UPDATE: They also released a 128K context length version as well, with slightly better performance.

Huggingface links:

Jan Nano Jan Nano 128K

Open source Flux Kontext

Black Forest Labs has relased an open source version of their image editor model, Kontext. Its a 12 billion parameter model, similar to their Flux Schnell and Dev models. Pricing is $0.025 per image on Replicate and Fal.ai, but of course the main allure is that you can run this version at home for free. Just note that if you want to use the model in a production (money making) environment, you will need to pick up a self serve license from Black Forest Labs. License costs are $1000 per month.

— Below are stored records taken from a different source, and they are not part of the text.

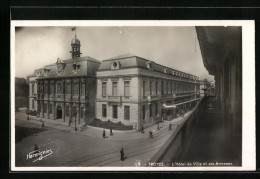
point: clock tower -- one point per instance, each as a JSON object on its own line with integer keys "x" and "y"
{"x": 75, "y": 47}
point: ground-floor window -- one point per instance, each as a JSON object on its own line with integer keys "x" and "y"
{"x": 104, "y": 110}
{"x": 50, "y": 110}
{"x": 115, "y": 111}
{"x": 67, "y": 111}
{"x": 127, "y": 112}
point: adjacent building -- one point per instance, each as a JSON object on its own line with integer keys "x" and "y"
{"x": 66, "y": 89}
{"x": 140, "y": 92}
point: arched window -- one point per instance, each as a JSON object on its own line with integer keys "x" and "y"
{"x": 58, "y": 88}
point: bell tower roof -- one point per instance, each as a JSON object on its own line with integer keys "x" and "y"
{"x": 75, "y": 40}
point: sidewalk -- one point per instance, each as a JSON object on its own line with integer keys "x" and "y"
{"x": 96, "y": 132}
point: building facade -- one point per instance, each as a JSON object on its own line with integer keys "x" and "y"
{"x": 140, "y": 92}
{"x": 32, "y": 92}
{"x": 66, "y": 89}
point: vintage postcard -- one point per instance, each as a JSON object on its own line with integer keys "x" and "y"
{"x": 132, "y": 95}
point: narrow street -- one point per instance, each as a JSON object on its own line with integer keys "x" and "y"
{"x": 72, "y": 148}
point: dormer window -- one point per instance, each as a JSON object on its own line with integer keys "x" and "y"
{"x": 115, "y": 65}
{"x": 75, "y": 67}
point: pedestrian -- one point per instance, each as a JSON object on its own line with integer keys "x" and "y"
{"x": 142, "y": 129}
{"x": 111, "y": 132}
{"x": 36, "y": 148}
{"x": 122, "y": 154}
{"x": 151, "y": 134}
{"x": 104, "y": 134}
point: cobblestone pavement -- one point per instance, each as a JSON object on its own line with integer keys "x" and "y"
{"x": 87, "y": 147}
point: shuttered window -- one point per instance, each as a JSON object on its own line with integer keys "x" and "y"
{"x": 143, "y": 88}
{"x": 104, "y": 110}
{"x": 151, "y": 87}
{"x": 127, "y": 112}
{"x": 156, "y": 88}
{"x": 127, "y": 88}
{"x": 82, "y": 92}
{"x": 67, "y": 111}
{"x": 114, "y": 92}
{"x": 50, "y": 109}
{"x": 115, "y": 111}
{"x": 104, "y": 89}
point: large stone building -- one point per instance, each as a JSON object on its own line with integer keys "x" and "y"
{"x": 66, "y": 89}
{"x": 140, "y": 92}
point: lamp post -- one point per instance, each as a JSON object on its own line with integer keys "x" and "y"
{"x": 84, "y": 109}
{"x": 75, "y": 120}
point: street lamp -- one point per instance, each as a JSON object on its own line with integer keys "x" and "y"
{"x": 75, "y": 121}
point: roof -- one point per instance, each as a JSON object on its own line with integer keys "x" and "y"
{"x": 87, "y": 67}
{"x": 129, "y": 60}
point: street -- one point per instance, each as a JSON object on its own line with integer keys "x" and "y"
{"x": 72, "y": 148}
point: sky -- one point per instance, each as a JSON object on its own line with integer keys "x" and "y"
{"x": 174, "y": 47}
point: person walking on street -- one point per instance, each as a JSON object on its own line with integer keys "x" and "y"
{"x": 36, "y": 148}
{"x": 122, "y": 154}
{"x": 111, "y": 132}
{"x": 104, "y": 134}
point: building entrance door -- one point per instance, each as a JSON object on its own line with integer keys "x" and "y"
{"x": 59, "y": 112}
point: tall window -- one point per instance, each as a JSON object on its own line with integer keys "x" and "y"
{"x": 104, "y": 89}
{"x": 143, "y": 111}
{"x": 45, "y": 108}
{"x": 114, "y": 89}
{"x": 104, "y": 110}
{"x": 127, "y": 88}
{"x": 151, "y": 110}
{"x": 162, "y": 89}
{"x": 156, "y": 87}
{"x": 82, "y": 91}
{"x": 115, "y": 111}
{"x": 46, "y": 89}
{"x": 156, "y": 108}
{"x": 68, "y": 88}
{"x": 167, "y": 87}
{"x": 143, "y": 88}
{"x": 151, "y": 87}
{"x": 67, "y": 111}
{"x": 127, "y": 112}
{"x": 50, "y": 109}
{"x": 76, "y": 88}
{"x": 32, "y": 88}
{"x": 82, "y": 112}
{"x": 58, "y": 88}
{"x": 33, "y": 104}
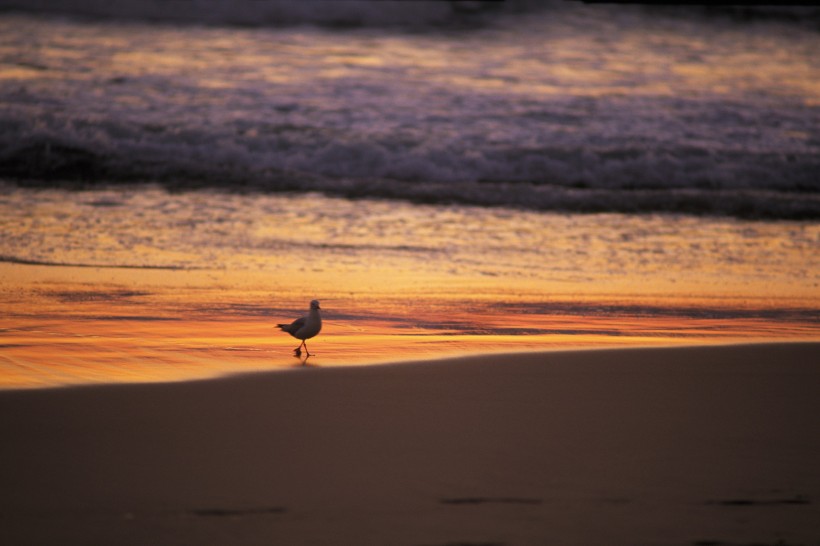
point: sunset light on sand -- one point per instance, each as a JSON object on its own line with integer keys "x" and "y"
{"x": 557, "y": 265}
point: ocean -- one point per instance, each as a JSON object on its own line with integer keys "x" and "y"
{"x": 447, "y": 177}
{"x": 550, "y": 106}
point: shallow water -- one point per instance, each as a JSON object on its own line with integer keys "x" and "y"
{"x": 138, "y": 284}
{"x": 420, "y": 169}
{"x": 572, "y": 108}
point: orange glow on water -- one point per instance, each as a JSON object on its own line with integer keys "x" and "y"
{"x": 191, "y": 285}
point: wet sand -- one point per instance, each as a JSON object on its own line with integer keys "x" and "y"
{"x": 697, "y": 445}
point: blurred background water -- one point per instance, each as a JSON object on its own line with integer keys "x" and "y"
{"x": 539, "y": 105}
{"x": 447, "y": 177}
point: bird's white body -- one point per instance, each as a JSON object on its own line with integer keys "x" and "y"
{"x": 306, "y": 327}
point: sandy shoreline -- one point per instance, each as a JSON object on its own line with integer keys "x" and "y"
{"x": 696, "y": 445}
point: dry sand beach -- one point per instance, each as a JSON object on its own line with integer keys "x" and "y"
{"x": 567, "y": 254}
{"x": 696, "y": 446}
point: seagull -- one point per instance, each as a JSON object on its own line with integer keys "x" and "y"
{"x": 304, "y": 328}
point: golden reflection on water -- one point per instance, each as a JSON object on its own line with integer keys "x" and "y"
{"x": 149, "y": 286}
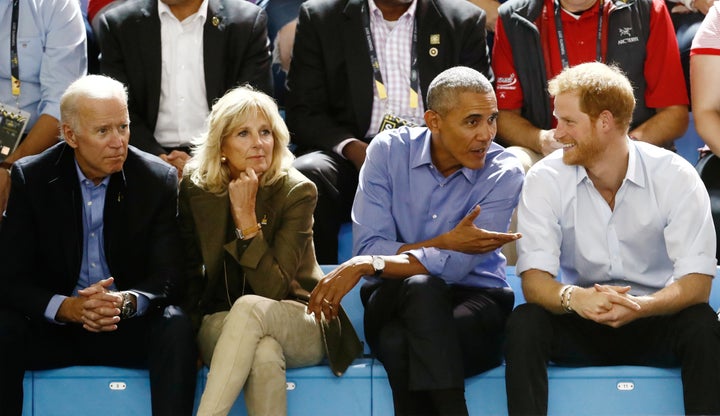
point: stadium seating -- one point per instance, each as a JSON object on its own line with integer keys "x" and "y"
{"x": 364, "y": 391}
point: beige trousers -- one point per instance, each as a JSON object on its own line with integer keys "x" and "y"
{"x": 250, "y": 346}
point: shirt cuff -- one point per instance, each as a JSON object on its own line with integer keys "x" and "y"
{"x": 433, "y": 259}
{"x": 53, "y": 307}
{"x": 697, "y": 264}
{"x": 340, "y": 146}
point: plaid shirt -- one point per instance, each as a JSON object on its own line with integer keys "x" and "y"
{"x": 393, "y": 43}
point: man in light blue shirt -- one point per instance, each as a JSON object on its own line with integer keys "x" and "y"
{"x": 617, "y": 254}
{"x": 52, "y": 53}
{"x": 429, "y": 218}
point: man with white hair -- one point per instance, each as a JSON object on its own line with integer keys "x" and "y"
{"x": 91, "y": 255}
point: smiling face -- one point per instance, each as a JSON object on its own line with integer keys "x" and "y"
{"x": 99, "y": 136}
{"x": 249, "y": 145}
{"x": 462, "y": 136}
{"x": 577, "y": 132}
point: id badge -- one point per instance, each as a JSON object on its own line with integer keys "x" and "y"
{"x": 392, "y": 122}
{"x": 12, "y": 125}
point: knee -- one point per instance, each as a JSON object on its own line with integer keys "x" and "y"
{"x": 425, "y": 288}
{"x": 698, "y": 324}
{"x": 269, "y": 351}
{"x": 313, "y": 166}
{"x": 526, "y": 325}
{"x": 393, "y": 349}
{"x": 246, "y": 307}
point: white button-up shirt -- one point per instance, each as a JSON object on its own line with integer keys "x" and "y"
{"x": 660, "y": 230}
{"x": 183, "y": 98}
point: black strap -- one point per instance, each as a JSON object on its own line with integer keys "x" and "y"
{"x": 14, "y": 64}
{"x": 561, "y": 36}
{"x": 377, "y": 75}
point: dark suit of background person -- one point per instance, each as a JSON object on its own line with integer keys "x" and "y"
{"x": 330, "y": 90}
{"x": 41, "y": 247}
{"x": 235, "y": 46}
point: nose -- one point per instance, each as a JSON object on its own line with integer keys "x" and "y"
{"x": 255, "y": 136}
{"x": 119, "y": 138}
{"x": 486, "y": 132}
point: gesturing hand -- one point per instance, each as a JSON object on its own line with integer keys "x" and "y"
{"x": 467, "y": 238}
{"x": 325, "y": 298}
{"x": 242, "y": 191}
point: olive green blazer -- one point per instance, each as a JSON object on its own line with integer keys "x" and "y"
{"x": 279, "y": 262}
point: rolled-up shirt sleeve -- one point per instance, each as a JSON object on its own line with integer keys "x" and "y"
{"x": 64, "y": 57}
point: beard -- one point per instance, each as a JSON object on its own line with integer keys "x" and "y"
{"x": 585, "y": 152}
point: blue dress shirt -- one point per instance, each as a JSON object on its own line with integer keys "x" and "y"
{"x": 403, "y": 199}
{"x": 52, "y": 53}
{"x": 93, "y": 267}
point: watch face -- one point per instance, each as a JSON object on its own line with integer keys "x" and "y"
{"x": 378, "y": 264}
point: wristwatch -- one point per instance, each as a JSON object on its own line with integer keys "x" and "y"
{"x": 128, "y": 309}
{"x": 378, "y": 265}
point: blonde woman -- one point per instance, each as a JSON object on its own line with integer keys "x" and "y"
{"x": 246, "y": 218}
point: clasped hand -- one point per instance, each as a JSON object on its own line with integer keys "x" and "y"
{"x": 467, "y": 238}
{"x": 608, "y": 305}
{"x": 95, "y": 307}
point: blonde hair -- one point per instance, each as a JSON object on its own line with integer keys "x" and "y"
{"x": 228, "y": 113}
{"x": 600, "y": 87}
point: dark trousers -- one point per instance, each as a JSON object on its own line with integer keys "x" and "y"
{"x": 689, "y": 338}
{"x": 430, "y": 336}
{"x": 336, "y": 180}
{"x": 163, "y": 342}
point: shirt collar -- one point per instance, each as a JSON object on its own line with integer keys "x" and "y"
{"x": 423, "y": 157}
{"x": 201, "y": 14}
{"x": 409, "y": 13}
{"x": 82, "y": 178}
{"x": 634, "y": 172}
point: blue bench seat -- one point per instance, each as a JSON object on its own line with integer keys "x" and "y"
{"x": 364, "y": 390}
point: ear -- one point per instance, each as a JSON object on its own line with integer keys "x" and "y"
{"x": 69, "y": 135}
{"x": 605, "y": 121}
{"x": 432, "y": 120}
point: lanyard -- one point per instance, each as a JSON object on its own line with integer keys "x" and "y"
{"x": 14, "y": 65}
{"x": 377, "y": 75}
{"x": 561, "y": 37}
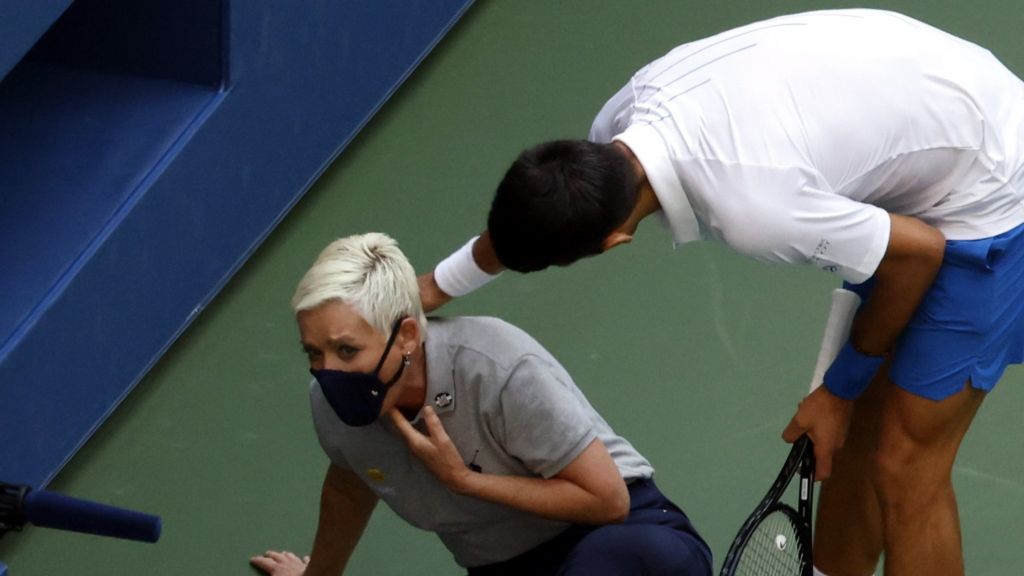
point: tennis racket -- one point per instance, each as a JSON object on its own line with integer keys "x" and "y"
{"x": 775, "y": 539}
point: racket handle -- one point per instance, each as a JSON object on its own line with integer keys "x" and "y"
{"x": 841, "y": 312}
{"x": 50, "y": 509}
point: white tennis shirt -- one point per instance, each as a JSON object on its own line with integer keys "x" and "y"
{"x": 790, "y": 139}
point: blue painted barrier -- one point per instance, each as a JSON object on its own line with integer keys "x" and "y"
{"x": 137, "y": 177}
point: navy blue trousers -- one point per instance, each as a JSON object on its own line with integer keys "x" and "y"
{"x": 656, "y": 539}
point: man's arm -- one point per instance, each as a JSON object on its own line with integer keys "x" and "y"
{"x": 346, "y": 504}
{"x": 589, "y": 490}
{"x": 904, "y": 276}
{"x": 912, "y": 258}
{"x": 460, "y": 276}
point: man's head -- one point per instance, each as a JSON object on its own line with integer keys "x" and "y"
{"x": 558, "y": 202}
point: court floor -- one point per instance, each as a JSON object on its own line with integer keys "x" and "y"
{"x": 695, "y": 355}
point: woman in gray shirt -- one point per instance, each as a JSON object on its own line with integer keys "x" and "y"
{"x": 468, "y": 428}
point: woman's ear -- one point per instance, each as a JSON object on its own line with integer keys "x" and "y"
{"x": 410, "y": 335}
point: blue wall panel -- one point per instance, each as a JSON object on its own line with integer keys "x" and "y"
{"x": 300, "y": 79}
{"x": 22, "y": 24}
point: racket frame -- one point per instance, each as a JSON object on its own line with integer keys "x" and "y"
{"x": 799, "y": 462}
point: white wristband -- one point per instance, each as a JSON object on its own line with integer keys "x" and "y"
{"x": 458, "y": 275}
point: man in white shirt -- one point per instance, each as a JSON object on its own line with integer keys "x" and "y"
{"x": 863, "y": 142}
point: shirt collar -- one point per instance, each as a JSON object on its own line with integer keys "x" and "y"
{"x": 650, "y": 149}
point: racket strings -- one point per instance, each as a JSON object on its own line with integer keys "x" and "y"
{"x": 774, "y": 548}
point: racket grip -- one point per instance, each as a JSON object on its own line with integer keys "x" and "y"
{"x": 50, "y": 509}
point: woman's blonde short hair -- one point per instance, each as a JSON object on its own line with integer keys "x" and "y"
{"x": 368, "y": 272}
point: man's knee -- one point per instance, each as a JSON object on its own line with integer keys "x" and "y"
{"x": 908, "y": 478}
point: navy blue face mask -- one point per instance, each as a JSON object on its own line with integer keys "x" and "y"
{"x": 356, "y": 397}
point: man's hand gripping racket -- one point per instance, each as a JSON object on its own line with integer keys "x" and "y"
{"x": 775, "y": 539}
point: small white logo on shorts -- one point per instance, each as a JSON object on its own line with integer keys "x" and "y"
{"x": 442, "y": 400}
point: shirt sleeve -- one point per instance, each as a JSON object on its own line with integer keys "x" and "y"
{"x": 613, "y": 117}
{"x": 787, "y": 215}
{"x": 544, "y": 423}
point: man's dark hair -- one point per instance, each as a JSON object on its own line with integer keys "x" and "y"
{"x": 558, "y": 202}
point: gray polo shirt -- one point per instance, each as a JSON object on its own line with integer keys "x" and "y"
{"x": 509, "y": 407}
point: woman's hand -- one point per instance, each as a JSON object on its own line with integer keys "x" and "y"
{"x": 436, "y": 450}
{"x": 280, "y": 564}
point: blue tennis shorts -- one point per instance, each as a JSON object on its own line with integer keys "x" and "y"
{"x": 971, "y": 323}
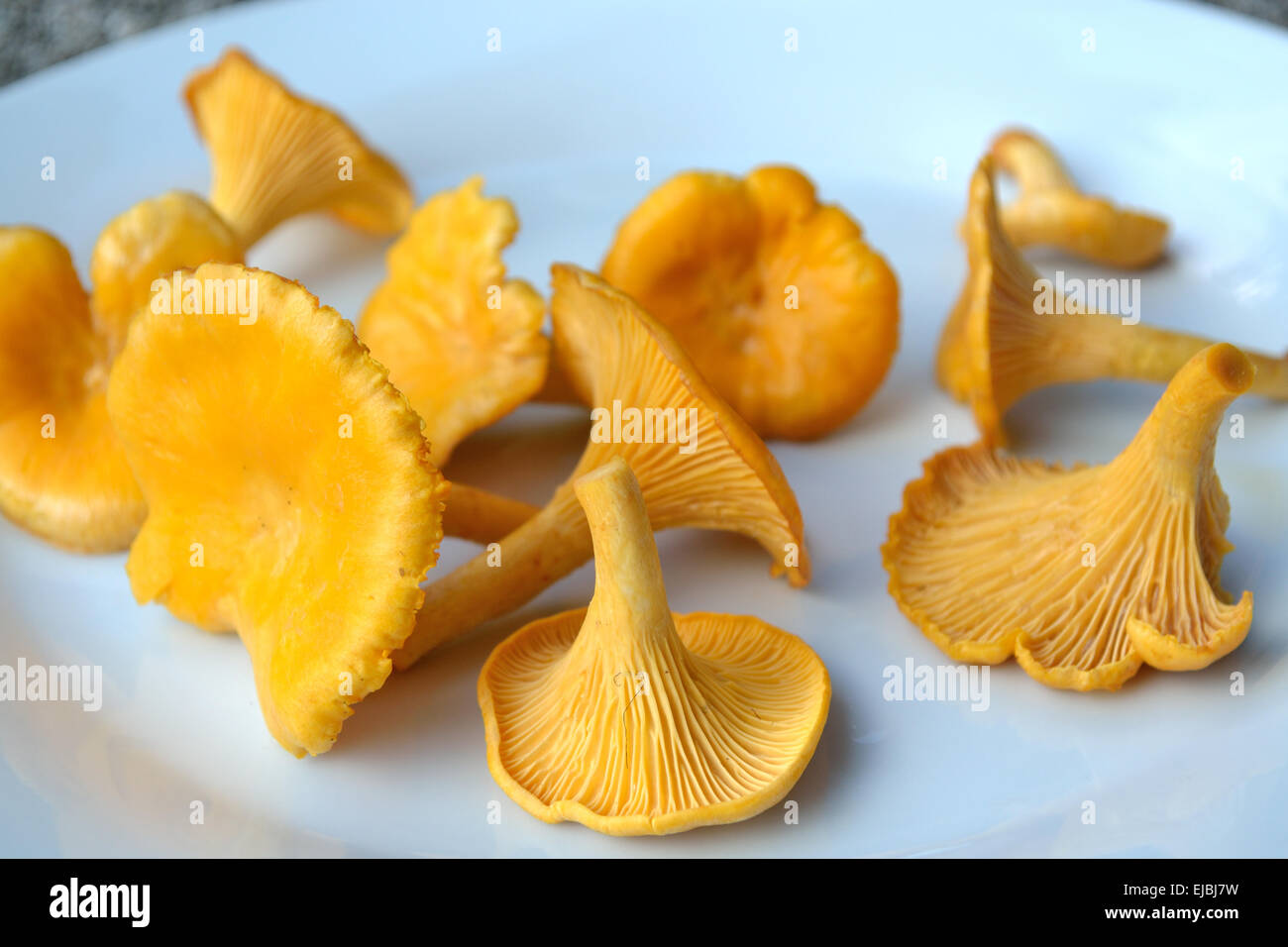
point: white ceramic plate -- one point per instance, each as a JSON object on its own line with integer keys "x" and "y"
{"x": 1172, "y": 98}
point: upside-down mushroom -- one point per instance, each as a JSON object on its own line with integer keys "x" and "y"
{"x": 1081, "y": 574}
{"x": 777, "y": 298}
{"x": 274, "y": 155}
{"x": 460, "y": 341}
{"x": 62, "y": 474}
{"x": 634, "y": 720}
{"x": 1050, "y": 210}
{"x": 1010, "y": 334}
{"x": 698, "y": 464}
{"x": 288, "y": 488}
{"x": 154, "y": 237}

Huggingface link: FLUX.1-Kontext-dev

Research

Text to … Lora?

What if you had an LLM, that instead of taking in text and outputting more text, instead took in text and output another LLM? That is the idea behind hypernetworks, which are deep learning models that, given an input, output a new model tailored for your input.

Sakana Labs, a Japanese research lab, has released one of the first practical(ish) hypernetworks. The model takes in a text description of your task, and then the model will output a lora adapter you can go and use, no data required.

You can read the paper to see how they did it, or run the demo that they have on their Github to see how well it does for your task. It is very new technology, so it will only really work for similar domains that it was trained on, but it is exciting to see as the potential future of (not) finetuning.

Can LLMs really see?

Have you ever noticed that LLMs seem to not be able to reason or understand images as well as they do text? Often including an image seems to throw off the model, and makes it perform worse.

Up until now, that was just a vibe I got from pretty much all multimodal LLMs, but now we have confirmation of this!

The authors of ReadBench went and took questions from different text benchmarks, and put them in an image for the AI to read and answer instead of using text. What they found is that the models perform worse across the board when using images as the input.

ReadBench

Benchmark score difference between text and image

So if your RAG pipelines keep your PDF’s as images instead of parsing them into text, you may want to rethink that.

Finish

This concludes the first edition of the weekly news. Thanks for reading.